My Turn: Addressing recent inaccurate commentary

Ken Wittman

I am writing to address inaccurate information about Liberty Utilities’ current and authorized rates (effective over a year ago), and cited in the recent guest column, “Liberty Utilities is a wolf in sheep’s clothing,” by Dave McClure.

While some of the information cited is in California Public Utilities Commission documents as claimed, it is misleading when not presented in its entirety. A typical rate case request contains dozens of different components that comprise the rate, and the CPUC takes all those components into consideration when making a decision. Simply using only selected components of a rate case and calculating an increase on that component alone is a misrepresentation of the true overall impact of a rate case decision.

As I was quoted by your paper, Liberty’s rate case filed in 2012 took effect in January 2013 and resulted in overall, “about a 4 percent average rate increase.” The letter’s author is correct in citing this part of the CPUC documents, but the remaining information he presents is flawed.

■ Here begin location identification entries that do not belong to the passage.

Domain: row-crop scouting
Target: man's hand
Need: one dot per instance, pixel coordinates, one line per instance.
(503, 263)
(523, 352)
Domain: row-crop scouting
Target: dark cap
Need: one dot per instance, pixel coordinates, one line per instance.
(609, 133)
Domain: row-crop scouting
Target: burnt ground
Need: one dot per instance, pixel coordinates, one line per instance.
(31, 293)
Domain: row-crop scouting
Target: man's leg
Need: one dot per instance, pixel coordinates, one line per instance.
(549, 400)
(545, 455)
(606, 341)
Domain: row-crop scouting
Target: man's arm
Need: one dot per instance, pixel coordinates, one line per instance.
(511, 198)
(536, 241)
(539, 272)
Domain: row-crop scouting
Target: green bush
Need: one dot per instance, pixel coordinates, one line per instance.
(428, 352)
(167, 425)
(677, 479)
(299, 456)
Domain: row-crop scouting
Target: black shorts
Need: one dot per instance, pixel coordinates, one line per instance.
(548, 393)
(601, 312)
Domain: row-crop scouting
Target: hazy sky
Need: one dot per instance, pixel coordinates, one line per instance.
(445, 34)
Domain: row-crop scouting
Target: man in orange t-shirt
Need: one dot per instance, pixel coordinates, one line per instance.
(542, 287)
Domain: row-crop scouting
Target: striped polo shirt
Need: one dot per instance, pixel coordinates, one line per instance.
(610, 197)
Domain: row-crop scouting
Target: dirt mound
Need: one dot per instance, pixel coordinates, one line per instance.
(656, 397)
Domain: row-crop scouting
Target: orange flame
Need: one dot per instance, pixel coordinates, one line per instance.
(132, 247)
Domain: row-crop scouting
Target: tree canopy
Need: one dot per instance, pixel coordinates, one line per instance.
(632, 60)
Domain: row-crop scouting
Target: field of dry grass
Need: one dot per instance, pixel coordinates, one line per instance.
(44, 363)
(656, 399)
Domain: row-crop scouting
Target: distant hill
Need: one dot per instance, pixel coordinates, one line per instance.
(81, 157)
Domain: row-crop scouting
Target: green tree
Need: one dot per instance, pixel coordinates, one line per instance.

To understand why these statements are inaccurate, one needs to know what comprises a utility’s overall rate. For Liberty Utility customers, 88.7 percent of their average rate is simply a pass through for costs incurred by the utility to provide service to customers (Liberty recovers dollar for dollar with no profit). And, 50 percent of that is for energy costs alone (again with no profit). The balance, or 11.3 percent, is actually the CPUC-allowed return to the stockholders to compensate them for their investment.

Knowing what makes up the average rate helps to understand that simply looking at one of the rate’s component’s increase or decrease is an inappropriate and inaccurate way to present overall rate information,. The CPUC reviewed Liberty’s rate case request in 2012 through an extensive audit and public hearing process, and looked at all the data presented for each of the rate’s components. As is standard in the utility industry, any decrease in the energy costs (or increase) is to be offset (or added) to the base rate to arrive at the average overall rate.

In reference to the future rate impact of the proposed 625/650 Line Upgrade project, as a rule of thumb, Liberty customers can generally expect to see an increase of about 2 percent for every $10 million allowed in rate recovery.

As a regulated utility, Liberty Utilities will continue to have all proposed cost recovery reviewed by the CPUC’s extensive audit and public hearing process for appropriateness.

Ken Wittman is manager of rates and regulatory affairs with Liberty Utilities.